Respondendo às perguntas
Estamos já em condições de responder ao perguntado ao começar estas breves linhas.
À primeira pergunta, para dizer a
verdade, não se pode responder corretamente, posto que, nessa época não
existiam os países atuais. Onde mais atuou a Inquisição foi,
naturalmente, no sul da França e na Itália. Na Espanha somente houve
Inquisição em Aragão; não houve em Castela nem em Portugal. Na Alemanha
durou pouco tempo, se bem que o inquisidor Conrado de Marburg é famoso
por seus abusos. De modo que, com as exceções postas, a resposta correta
seria a alternativa B.
A segunda pergunta tampouco tem
resposta, posto que não existiram nem anglicanos nem luteranos durante
toda a Idade Média. Pelo demais, jamais a Santa Inquisição perseguiu os
judeus, pela simples razão de que não são hereges. Na Idade Média a
tolerância chegou ao extremo de proporcionar tal liberdade a judeus e
árabes, que nas cidades havia bairros inteiros onde a vida era regida
pelo Talmud ou pelo Alcorão e não pelas leis cristãs. Desde modo ficava
protegida a liberdade de cultos. O que sim tinham proibido era o
ascender a determinados cargos públicos e molestar os cristãos no
exercício de sua fé; ou seja, exercer o proselitismo. Tal como hoje em
dia se proíbe a cristãos em todos os países árabes e Israel. A única
diferença radica em que hoje não há bairros cristãos nesses países.

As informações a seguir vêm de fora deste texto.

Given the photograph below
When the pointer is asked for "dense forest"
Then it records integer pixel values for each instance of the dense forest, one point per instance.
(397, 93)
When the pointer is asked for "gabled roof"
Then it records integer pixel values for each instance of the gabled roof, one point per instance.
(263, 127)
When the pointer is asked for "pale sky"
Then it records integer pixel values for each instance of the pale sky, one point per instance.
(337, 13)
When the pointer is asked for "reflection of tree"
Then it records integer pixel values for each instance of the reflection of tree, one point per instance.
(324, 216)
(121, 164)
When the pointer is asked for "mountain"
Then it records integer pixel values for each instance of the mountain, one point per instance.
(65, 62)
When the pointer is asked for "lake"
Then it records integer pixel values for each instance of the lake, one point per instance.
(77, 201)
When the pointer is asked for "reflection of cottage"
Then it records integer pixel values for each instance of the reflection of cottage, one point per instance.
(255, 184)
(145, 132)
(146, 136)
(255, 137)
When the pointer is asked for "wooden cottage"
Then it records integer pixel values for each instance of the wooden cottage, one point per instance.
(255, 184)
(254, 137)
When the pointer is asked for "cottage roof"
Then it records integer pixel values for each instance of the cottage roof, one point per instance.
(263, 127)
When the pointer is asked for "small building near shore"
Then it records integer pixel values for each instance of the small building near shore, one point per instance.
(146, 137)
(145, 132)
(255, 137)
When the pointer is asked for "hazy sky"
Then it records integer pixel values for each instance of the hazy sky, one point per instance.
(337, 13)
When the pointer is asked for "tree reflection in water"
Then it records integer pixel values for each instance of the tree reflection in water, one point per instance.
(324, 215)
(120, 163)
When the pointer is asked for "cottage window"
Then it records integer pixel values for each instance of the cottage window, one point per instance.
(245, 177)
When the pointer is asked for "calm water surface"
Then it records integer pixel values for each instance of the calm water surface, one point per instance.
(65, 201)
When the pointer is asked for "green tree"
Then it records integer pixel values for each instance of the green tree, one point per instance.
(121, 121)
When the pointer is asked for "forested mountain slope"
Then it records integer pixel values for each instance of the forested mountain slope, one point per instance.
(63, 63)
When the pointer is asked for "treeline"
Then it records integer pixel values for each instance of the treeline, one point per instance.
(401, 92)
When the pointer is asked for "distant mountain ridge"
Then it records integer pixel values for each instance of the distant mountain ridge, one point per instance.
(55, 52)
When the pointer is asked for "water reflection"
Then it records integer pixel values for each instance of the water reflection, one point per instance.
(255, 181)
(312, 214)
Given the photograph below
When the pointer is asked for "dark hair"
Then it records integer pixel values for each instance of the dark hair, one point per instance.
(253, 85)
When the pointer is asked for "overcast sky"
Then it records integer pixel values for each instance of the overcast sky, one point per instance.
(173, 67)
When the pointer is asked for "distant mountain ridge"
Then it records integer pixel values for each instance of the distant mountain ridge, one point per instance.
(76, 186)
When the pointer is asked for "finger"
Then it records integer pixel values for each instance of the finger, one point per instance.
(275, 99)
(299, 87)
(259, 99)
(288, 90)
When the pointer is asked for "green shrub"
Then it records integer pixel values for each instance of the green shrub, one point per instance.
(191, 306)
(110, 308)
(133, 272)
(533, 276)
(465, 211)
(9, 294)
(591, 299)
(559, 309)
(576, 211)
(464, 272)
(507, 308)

A terceira pergunta tampouco tem resposta, posto que a Inquisição medieval jamais condenou ninguém à pena de morte. O tinha expressamente proibido, como vimos mais acima. Ela se limitava a “relaxar ao braço secular”

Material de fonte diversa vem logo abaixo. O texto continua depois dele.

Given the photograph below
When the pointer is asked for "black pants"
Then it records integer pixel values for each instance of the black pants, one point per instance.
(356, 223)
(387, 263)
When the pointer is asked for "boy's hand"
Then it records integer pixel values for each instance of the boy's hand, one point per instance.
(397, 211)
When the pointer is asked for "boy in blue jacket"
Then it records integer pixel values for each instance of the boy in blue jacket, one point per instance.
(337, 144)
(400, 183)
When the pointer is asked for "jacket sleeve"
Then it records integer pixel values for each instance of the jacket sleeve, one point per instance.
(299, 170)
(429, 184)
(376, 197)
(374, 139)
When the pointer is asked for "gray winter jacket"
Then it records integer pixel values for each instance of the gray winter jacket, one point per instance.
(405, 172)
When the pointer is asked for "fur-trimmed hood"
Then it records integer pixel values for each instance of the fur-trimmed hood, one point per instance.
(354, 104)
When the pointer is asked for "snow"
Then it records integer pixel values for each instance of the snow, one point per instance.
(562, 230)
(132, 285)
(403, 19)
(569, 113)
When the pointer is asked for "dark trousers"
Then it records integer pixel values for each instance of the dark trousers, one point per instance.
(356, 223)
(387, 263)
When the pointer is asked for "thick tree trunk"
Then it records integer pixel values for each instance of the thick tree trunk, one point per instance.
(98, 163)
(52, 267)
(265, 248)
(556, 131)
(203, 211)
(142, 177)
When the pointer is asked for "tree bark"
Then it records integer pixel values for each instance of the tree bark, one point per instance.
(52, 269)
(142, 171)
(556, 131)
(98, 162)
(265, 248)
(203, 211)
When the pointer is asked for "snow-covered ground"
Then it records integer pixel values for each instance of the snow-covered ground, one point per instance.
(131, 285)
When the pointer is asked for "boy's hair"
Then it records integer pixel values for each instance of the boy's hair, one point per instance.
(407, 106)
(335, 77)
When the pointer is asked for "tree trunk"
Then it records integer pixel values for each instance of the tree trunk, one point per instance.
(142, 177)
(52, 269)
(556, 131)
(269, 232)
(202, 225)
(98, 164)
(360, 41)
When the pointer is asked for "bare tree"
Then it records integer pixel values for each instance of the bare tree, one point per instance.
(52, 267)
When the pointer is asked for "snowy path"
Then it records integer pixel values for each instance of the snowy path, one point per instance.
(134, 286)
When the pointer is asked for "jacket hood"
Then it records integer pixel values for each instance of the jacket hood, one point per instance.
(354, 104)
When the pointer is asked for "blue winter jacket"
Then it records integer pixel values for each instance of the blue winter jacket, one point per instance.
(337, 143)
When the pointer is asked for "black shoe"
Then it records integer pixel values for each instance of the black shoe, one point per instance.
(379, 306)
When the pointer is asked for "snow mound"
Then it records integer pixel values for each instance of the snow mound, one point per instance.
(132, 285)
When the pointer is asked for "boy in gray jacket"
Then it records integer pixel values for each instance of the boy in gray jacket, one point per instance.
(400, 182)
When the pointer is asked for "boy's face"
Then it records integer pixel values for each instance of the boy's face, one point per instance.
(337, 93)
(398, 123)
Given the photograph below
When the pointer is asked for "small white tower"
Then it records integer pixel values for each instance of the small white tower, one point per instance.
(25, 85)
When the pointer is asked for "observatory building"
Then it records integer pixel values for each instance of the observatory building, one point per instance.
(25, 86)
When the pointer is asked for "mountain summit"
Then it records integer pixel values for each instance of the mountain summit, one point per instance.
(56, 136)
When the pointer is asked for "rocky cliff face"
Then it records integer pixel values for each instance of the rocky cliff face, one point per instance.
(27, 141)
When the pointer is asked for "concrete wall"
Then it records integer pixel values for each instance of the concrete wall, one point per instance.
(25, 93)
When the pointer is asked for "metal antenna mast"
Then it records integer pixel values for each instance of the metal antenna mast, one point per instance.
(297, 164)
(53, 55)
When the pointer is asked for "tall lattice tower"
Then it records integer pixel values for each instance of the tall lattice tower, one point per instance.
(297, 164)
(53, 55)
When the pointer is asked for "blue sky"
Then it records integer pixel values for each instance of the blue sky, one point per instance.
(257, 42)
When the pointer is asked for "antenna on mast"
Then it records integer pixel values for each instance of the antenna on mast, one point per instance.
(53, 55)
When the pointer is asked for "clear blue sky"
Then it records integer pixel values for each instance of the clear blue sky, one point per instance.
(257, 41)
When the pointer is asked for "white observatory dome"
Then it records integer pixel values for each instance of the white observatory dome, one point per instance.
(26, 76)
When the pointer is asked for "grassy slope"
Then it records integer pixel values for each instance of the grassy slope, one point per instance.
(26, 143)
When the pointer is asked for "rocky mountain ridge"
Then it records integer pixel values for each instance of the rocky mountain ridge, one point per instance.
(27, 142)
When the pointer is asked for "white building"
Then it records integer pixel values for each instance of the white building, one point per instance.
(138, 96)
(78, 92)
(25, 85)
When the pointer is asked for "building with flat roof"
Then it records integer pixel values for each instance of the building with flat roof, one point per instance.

– se se confirmava a denúncia – a quem o tribunal civil já tinha
acusado. Por isso seu nome é “Inquisição”, isto é, “Investigação”. Se
trabalho se limitava a exatamente isso: investigar se a acusação era
correta ou não. Como seus membros eram frades, procuravam, por todos os
meios a seu alcance, convencer os réus da verdade da religião católica.
Por desgraça, por pressão do tribunal civil, creu-se conveniente fazer
uso da tortura. Neste ponto somente se pode dizer que a Santa Inquisição
foi a que limitou seu uso, com a intenção de não danificar a saúde do
réu. Por isso os piores instrumentos de tortura logo foram distanciados
do tribunal. Ainda se costuma mostrar em museus em diversos
lugares do mundo sem distinguir os que punham em prática o tribunal
civil e os que usava a Santa Inquisição. Mas é bom consignar que, na maioria dos juízos, jamais foram usados.
Juízo Liberal
Apesar do dito, o “juízo liberal” – ou
seja, o fato em virtude das idéias liberais dominantes desde o século
XVIII no Ocidente – foi de condenação sem atenuantes. Por quê?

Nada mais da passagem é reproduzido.